Furthermore, our data indicated epoxygenase P450 pathway was another enriched GO term (rno00982). CYP450s are major chemical-metabolizing enzymes abundant in the liver and have been reported to regulate redox metabolism of numerous endobiotics47 and xenobiotics48 in connection with the comprehensive detoxification of toxic effects of various toxicants49,50,51,52. Some P450 cytochrome levels were altered (CYP3A9 was down-regulated), suggesting that the detoxification pathways response to a xenobiotic stimulus was inhibited. In addition, it is reported previously that AKR1D1 genes can induce the disturbance of biochemical function by regulating P450s pathways53. In the current study, AKR1D1 was up-regulated, while CYP3A was down-regulated, implying, for the first time, that P450 might act as a mediator in the Rhizoma Paridis-induced hepatotoxicity effect.

Conclusion

To explore the hepatotoxicity underlying mechanism of Rhizoma Paridis, we applied integrative omics analyses.
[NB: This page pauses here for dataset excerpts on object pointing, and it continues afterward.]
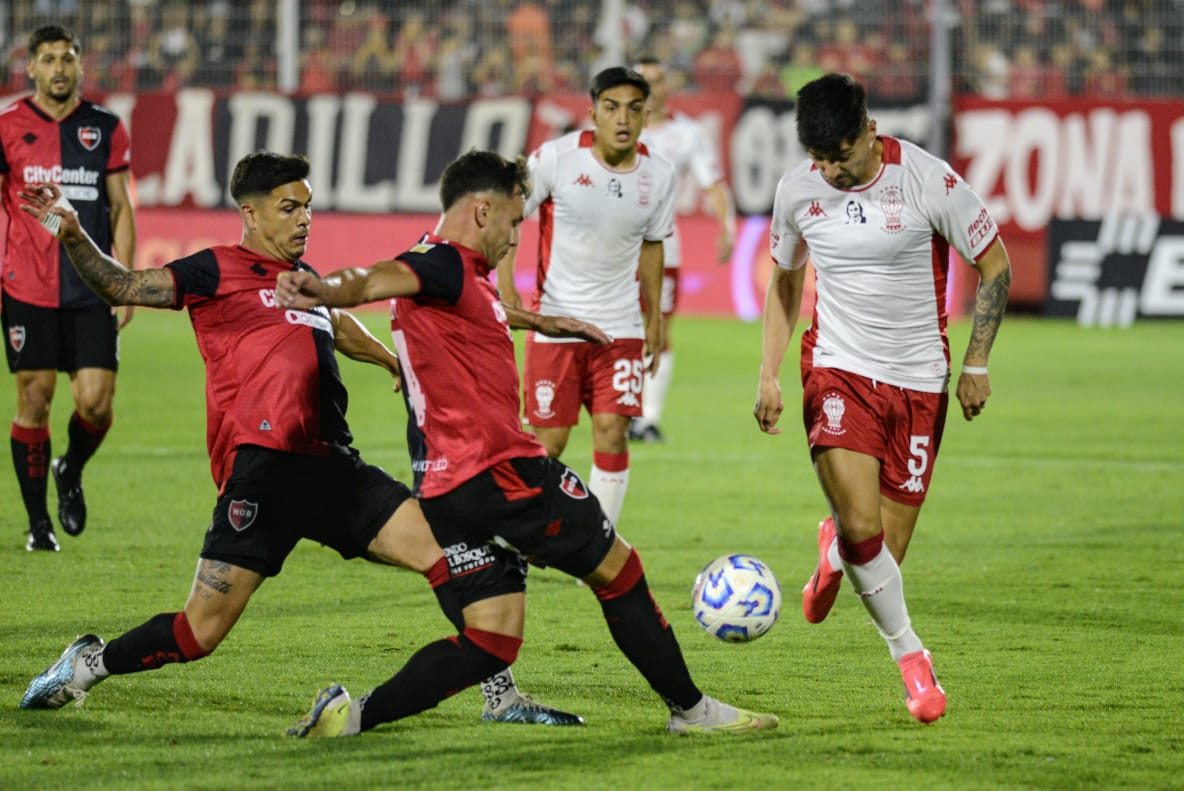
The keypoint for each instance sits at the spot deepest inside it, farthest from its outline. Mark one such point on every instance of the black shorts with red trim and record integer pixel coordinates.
(59, 339)
(274, 499)
(535, 507)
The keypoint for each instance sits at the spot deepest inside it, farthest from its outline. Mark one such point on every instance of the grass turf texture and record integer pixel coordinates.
(1046, 577)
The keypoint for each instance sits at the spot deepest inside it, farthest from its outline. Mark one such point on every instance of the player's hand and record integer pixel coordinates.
(769, 407)
(973, 390)
(724, 245)
(46, 203)
(298, 289)
(568, 327)
(397, 372)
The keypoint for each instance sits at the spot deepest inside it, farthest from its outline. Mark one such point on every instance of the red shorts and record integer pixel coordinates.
(901, 428)
(558, 378)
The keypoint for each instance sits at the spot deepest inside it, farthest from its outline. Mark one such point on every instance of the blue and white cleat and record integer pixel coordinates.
(56, 687)
(328, 718)
(521, 708)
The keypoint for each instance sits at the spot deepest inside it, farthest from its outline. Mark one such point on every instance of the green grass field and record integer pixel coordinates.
(1046, 576)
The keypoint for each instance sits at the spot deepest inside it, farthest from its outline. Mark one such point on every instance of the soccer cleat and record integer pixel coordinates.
(55, 688)
(639, 431)
(924, 695)
(40, 537)
(818, 596)
(528, 712)
(720, 718)
(71, 502)
(328, 718)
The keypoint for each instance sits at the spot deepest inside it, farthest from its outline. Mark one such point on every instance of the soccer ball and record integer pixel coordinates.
(737, 598)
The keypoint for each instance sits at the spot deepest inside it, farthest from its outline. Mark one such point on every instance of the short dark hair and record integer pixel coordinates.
(482, 172)
(616, 76)
(831, 110)
(259, 173)
(49, 33)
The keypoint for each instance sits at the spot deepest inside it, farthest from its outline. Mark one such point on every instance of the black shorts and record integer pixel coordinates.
(538, 508)
(275, 499)
(59, 339)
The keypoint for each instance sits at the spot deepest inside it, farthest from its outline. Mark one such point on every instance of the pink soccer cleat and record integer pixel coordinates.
(818, 596)
(924, 695)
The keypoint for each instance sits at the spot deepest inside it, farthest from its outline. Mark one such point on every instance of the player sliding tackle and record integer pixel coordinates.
(483, 482)
(276, 426)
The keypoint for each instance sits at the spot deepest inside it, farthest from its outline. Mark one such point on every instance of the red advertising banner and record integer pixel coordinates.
(1067, 160)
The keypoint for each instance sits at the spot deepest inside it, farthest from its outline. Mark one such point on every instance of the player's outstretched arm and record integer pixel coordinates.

First, the levels of histopathological and biochemical index assessment showed that there is a pronounced disturbance of lipid, glucose, and energy metabolism in the livers of recieving Rhizoma Paridis rats. The iTRAQ proteomics and metabolomics study found that abnormal mitochondrial function, including the oxidative phosphorylation pathways and the TCA cycle, was the key determinant of hepatotoxicity. Abnormal expression of mitochondrial function could further activate oxidative stress injury and inflammatory response, finally resulting in cell apoptosis. In conclusion, the prominent hepatotoxicity characteristics of Rhizoma Paridis were involved in lipid, glucose, and energy metabolism and the most toxic targets induced by Rhizoma Paridis were the mitochondria and the endoplasmic reticulum.